The Securities and Exchange Board of India (Sebi) on Tuesday tightened disclosure and review norms for credit rating agencies (CRAs) amid concerns that these agencies failed to raise timely red flags ahead of the collapse of Infrastructure Leasing and Financial Service Ltd (IL&FS). The market watchdog has ordered rating agencies to analyse deterioration in the liquidity conditions of an issuer, while monitoring its repayment schedules and taking into account any asset-liability mismatches. Sebi also said the CRAs should disclose parameters such as liquid investments or cash balances, access to any unutilised credit lines and adequacy of cash flows in a specific section on liquidity.
“CRAs shall also disclose any linkage to external support for meeting near-term maturing obligations,” said the Securities and Exchange Board of India.
For reviewing rating criteria, Sebi has directed ratings agencies, to assess inter-linkages of holding company and subsidiaries, holding company’s liquidity, financial flexibility and support to the subsidiaries.
“While carrying out monitoring of repayment schedules, credit rating agencies shall analyse the deterioration in the liquidity conditions of the issuer and also take into account any asset-liability mismatch.

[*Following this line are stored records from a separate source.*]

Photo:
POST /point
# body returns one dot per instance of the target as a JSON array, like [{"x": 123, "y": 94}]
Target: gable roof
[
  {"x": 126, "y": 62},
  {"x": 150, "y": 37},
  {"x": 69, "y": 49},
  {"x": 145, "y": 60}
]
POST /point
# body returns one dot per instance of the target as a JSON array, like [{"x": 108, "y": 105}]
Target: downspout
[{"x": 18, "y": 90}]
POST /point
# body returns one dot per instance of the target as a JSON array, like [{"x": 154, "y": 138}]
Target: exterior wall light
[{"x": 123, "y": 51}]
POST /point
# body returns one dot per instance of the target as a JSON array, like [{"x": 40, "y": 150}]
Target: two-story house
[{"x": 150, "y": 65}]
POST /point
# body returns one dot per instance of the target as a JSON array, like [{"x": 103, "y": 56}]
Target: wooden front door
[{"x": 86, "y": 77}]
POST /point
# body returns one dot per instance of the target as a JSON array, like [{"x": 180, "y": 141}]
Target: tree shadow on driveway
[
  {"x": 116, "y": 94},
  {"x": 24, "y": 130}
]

While reviewing material events, CRAs may treat sharp deviations in bond spreads of debt instruments vis-à-vis relevant benchmark yield as a material event,” said Sebi.
The market regulator has also asked credit rating agencies to publish information about historical average rating transition rates across various rating categories, for investors to understand the historical performance of the ratings assigned by the credit rating agencies.
“…credit rating agencies shall publish their average one-year rating transition rate over a five-year period, on their respective websites, which shall be calculated as the weighted average of transitions for each rating category, across all static pools in the five-year period,” said Sebi.
According to the new norms, credit rating agencies will also have to furnish data on sharp rating actions in investment grade
rating category to stock exchanges and depositories on a half-yearly basis, within 15 days from the end of the half year on March 31 and September 30.